Another trip down memory lane to August 2016, my friend Bree was visiting the Coast and on this particular morning, we had decided to spend some time along the calm Mama Ngina Drive, betting our chances on seeing at least one ship docking. Just so you know, this is the same Bree who is afraid of large water bodies, and is also a make up artist, which explains why I had to wait for a whooping one hour before she finally showed up.
During the waiting time, this gentleman walks to me with tattoo charts and asks whether I would like to have one.
You see, despite the fact that I always found tattoos attractive and complimentary to people’s skin, I had never thought I would ever get one, temporary or permanent. I have always thought tattoos mostly speak about who a person is on the inside; their fantasies, dreams, hopes, fear, insecurities. They, just like other forms of art, stand in the gap between a person’s voice and the outside world that seldom cares to listen.
Tattoos, to me, represent an attempt by a human to break away from the chains holding them down in one position. An escape route to freedom. An expression of who they would really want to be, if they aren’t already that. Tattoos, just like babies, give someone something they are entirely responsible of. And that to me, is the most beautiful feeling in the world.
So, when this guy asked whether I would like to have a tattoo, I didn’t even think of it. I quickly settled on a butterfly icon, which was to be neatly placed on my upper left arm.
To say I was excited would be an understatement because with every movement of the ink, I kept bending my neck just to have a look, in case things weren’t going as I had wanted them to. At some point, the guy almost gave up on me with my consistent nagging:
Him: Usipotulia utauharibu wino huu dada
Me: Is that really a butterfly?
Him: Don’t worry. It will come out just fine. If it doesn’t, we are right next to the ocean. We will wash it off.
Me: Has that happened before?
Him: No. But that is because I have never come across a lady with such a generous amount of body hair. Girl, do you ever cook?
And we laughed it off like we had been friends for quite some time, with him explaining how the tattoo will fade off completely after three months.
Deep down, I wanted the tattoo to stay with me forever, only that I detest pain too much I can never subject myself to getting a permanent tattoo. I wanted to watch the tattoo with every breath I took, not that it had any particular meaning; like those people who love hard enough they get tattoos of their partners’ names, or those who lose their loved ones and they only seem to find closure by tattooing their names somewhere close to their chest.
No. I wanted mine to be just as beautiful as it was. I wanted it to be there so I could stare at it in moments when I was feeling low. I wanted it to be a perfect example of a decision I made that I would never regret. I wanted to feel it every time I turned in bed because I lacked sleep. I wanted it to stare back at me, wishing me luck even in silence. I wanted it to reflect who I was, although not known to many. That I was a little girl still finding her steps, crawling through life with so much uncertainties. That I was still waiting to be fed by other people; to be looked after.

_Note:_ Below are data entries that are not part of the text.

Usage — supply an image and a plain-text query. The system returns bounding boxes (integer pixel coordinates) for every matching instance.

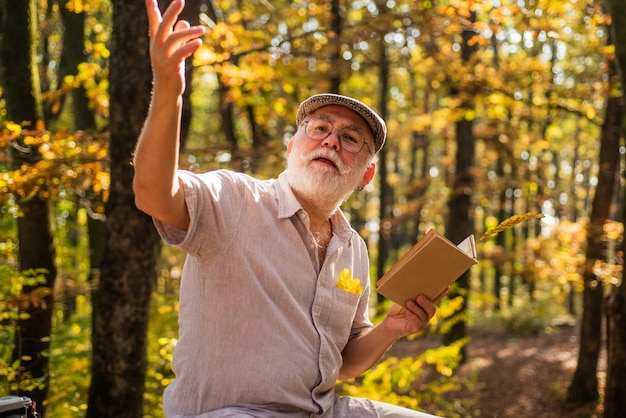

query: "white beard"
[287,147,367,210]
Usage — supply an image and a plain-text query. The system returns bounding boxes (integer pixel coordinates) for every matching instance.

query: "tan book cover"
[376,229,477,306]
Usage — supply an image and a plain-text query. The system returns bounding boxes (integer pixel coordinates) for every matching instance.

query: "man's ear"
[361,162,376,187]
[285,135,296,158]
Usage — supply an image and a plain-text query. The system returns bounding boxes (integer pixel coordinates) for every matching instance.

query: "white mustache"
[302,148,350,174]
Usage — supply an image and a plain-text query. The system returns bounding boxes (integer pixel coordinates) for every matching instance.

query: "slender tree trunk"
[87,0,161,418]
[567,22,623,403]
[443,12,476,360]
[604,0,626,418]
[376,42,393,290]
[0,0,56,412]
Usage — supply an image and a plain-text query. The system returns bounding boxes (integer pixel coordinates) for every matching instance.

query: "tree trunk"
[376,41,393,288]
[567,24,623,403]
[87,0,161,418]
[0,0,56,412]
[443,12,476,361]
[604,0,626,418]
[55,0,96,130]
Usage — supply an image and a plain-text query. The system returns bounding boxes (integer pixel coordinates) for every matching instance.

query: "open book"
[376,229,477,306]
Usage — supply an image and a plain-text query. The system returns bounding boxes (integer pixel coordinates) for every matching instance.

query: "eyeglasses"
[302,116,371,154]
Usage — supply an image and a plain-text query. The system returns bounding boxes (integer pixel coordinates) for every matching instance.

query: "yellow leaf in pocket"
[337,268,363,295]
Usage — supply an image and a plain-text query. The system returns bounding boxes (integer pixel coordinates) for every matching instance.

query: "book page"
[377,230,477,306]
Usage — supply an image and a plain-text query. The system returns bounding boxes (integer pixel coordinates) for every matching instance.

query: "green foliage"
[48,296,91,418]
[0,265,48,395]
[337,339,468,417]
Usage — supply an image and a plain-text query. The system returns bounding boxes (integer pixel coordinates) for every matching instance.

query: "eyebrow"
[311,113,365,134]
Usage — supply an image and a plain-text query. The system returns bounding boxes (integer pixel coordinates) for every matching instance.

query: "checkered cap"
[296,93,387,153]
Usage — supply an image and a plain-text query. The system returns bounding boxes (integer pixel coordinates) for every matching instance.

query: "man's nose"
[323,128,341,150]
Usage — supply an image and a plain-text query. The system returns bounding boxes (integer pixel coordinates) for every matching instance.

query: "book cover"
[376,229,477,306]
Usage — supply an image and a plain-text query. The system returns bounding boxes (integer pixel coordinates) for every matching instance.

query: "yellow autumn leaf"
[337,268,363,295]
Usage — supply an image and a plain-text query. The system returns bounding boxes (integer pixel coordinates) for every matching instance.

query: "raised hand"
[146,0,205,96]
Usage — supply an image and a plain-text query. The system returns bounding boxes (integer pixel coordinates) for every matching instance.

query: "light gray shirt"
[155,170,376,418]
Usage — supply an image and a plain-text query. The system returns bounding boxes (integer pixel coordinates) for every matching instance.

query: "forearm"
[133,91,189,229]
[339,320,399,380]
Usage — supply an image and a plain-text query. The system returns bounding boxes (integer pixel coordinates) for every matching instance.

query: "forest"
[0,0,626,418]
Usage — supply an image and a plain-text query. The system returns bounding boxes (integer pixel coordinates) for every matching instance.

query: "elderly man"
[133,0,444,418]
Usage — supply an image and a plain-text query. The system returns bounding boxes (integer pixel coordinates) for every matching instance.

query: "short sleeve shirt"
[155,170,372,417]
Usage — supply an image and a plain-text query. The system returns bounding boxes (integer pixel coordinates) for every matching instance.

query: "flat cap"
[296,93,387,153]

To be asked whether I was okay, whether I was cold, whether I needed to take a walk, whether my duvet was cosy enough. But still, if they held me too close, I would stumble and fall. I needed them to let me be on my own at times, so I could grow from a caterpillar into a butterfly, and fly away in search of something better.
I still remember people’s reactions when they first saw the tattoo. Bree wasn’t surprised. She admired it. She was the first person to tell me it looked good on me, even went ahead to caution me against getting into the water before it dried out completely. I remember, later in the day, sitting with her by the beach, gently doing away with the ink toppings, revealing a flat patch of a black butterfly. And that is the moment I realised it was all I wanted.
I remember also, how most of my friends judged me and silently handed me over to the devil. How others said I was taking a wrong turn; that I was giving in to the earth’s desires. I remember how another said how only cheap girls get tattoos. But all that didn’t get to me because I knew whatever it was, I had already made the decision and I was going to live with it. I wasn’t going to live in constant fear of what people will say about me. I was going to have things done my way, so I didn’t bother telling them it was temporary anyway.
I still remember my mother’s reaction when she saw it immediately I went home:
Mum: Hizo ni nini umechora kwa mkono?
Me: Ni tattoo. But it will fade off after three months.
Mum: Are you sure?
Mum: Sasa itakusaidiaje?
Me: Huwezi elewa mum.
Mum: Basi nifanye nielewe.
Jeeez! That was a tough thing to do. My mother was still coming to terms with the fact that I had pierced my ears two times, yet here I was trying to explain why I got some ink on my body, the ink I so claim will fade off with time. She couldn’t just get it.
Mum: Hiyo Mombasa yenu itanionyesha vituko.
And I am glad she never bothered about it after that. In fact, she grew to love it to the point that when it started fading off, she blatantly asked whether I would get another one, and I could see the sadness in her eyes when I said No.
I don’t know how I felt when it finally faded off. But I loved the thrill it brought me while I had it. I loved the stares even from strangers. I loved the disassociation I felt. I loved the belonging I got from people who understood the real meaning of art. And loved it all while it lasted.
That is it for today. We have a brighter day tomorrow!